The Premier League was the only one of Europe’s ‘Big Five’ leagues to experience an increase in revenue from broadcast sales in its most recent cycle.
Tim Bridge, the head of Deloitte’s Sports Business Group, told the PA news agency he could envisage a position in years to come where all 20 Premier League clubs occupied places in the top 30, and said the report was “a stark message” for the rest of Europe.
“The Premier League model is just so appealing to external markets. There is a danger that (the gap) isn’t bridgeable now for the other leagues,” he said.
“You really need one of those other leagues to take ‘first mover advantage’ around something like new technology or to embrace or embark on a new internationalisation strategy – is there a way for them to go maybe direct to consumer in certain markets via their own app, or via their own production capabilities, and engage with that market and the individuals within it in a way that enables them to leverage all the products and opportunities?
“It’s certainly a big, big challenge.”
The report comes at a time when a Government White Paper on an independent regulator for football is believed to be just weeks away, and amid discussion around a ‘New Deal’ between the football authorities on financial distribution and controls as well as the domestic calendar.

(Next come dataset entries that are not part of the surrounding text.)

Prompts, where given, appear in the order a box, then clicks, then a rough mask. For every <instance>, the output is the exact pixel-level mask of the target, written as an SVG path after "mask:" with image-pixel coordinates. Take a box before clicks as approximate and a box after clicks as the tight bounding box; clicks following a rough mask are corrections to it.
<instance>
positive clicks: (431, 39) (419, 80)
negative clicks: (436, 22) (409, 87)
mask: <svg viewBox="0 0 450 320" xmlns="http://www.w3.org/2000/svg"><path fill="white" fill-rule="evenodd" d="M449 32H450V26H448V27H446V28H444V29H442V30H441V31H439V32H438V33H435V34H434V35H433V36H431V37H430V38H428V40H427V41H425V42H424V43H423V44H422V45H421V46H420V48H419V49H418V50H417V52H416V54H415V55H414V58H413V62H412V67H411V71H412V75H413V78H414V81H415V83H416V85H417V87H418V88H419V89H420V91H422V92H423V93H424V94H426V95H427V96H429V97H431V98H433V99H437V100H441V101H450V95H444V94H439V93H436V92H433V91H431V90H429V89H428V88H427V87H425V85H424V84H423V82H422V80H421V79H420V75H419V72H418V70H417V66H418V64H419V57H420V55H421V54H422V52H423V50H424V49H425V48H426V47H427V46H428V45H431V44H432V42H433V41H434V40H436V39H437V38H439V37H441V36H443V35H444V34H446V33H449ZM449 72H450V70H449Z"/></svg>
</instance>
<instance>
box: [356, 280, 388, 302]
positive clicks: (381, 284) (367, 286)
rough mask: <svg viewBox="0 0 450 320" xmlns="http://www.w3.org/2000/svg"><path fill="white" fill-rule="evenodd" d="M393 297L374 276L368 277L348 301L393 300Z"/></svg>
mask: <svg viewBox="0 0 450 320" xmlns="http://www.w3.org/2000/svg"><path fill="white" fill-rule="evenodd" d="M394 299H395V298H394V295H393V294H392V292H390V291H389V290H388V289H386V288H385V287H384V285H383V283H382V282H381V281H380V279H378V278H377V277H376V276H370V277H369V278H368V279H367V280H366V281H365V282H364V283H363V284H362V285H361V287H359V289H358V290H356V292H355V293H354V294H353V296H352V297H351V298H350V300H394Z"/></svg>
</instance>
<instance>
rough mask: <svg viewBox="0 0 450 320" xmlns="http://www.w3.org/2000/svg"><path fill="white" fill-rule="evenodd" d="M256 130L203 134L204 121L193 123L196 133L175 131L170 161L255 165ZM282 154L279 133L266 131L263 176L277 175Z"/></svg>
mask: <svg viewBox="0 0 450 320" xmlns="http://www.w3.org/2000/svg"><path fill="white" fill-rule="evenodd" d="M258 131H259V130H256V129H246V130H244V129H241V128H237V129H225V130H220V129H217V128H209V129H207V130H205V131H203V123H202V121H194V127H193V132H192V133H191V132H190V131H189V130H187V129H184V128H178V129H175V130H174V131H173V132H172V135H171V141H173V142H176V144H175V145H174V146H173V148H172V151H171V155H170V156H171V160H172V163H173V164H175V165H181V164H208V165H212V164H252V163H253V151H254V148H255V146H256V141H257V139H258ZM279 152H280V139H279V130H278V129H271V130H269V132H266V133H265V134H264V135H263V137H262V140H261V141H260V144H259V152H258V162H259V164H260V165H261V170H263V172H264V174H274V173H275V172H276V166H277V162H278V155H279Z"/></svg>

The English Football League is calling for a 25 per cent cut of pooled broadcast revenue with the Premier League.
Bridge added: “If you look at the system overall as it stands today, more money is distributed down the English system than any other. So that will be the Premier League club perspective and point of view – that an awful lot is already is already (being) done.
“There is an argument that redistribution could be positive for the Premier League itself though, because the threat at the moment that’s readily talked about is the idea of the reducing competitive balance in the Championship, and the fact that we’ll just have certain sides that go up and come down.
“Now the Premier League itself would probably want to remove that threat because the product of the Premier League is driven by the diversity and the different clubs that have competed in it at different times.
“It’s an extremely interesting debate and the next few weeks will give us great insight I think into the future direction of English football overall.”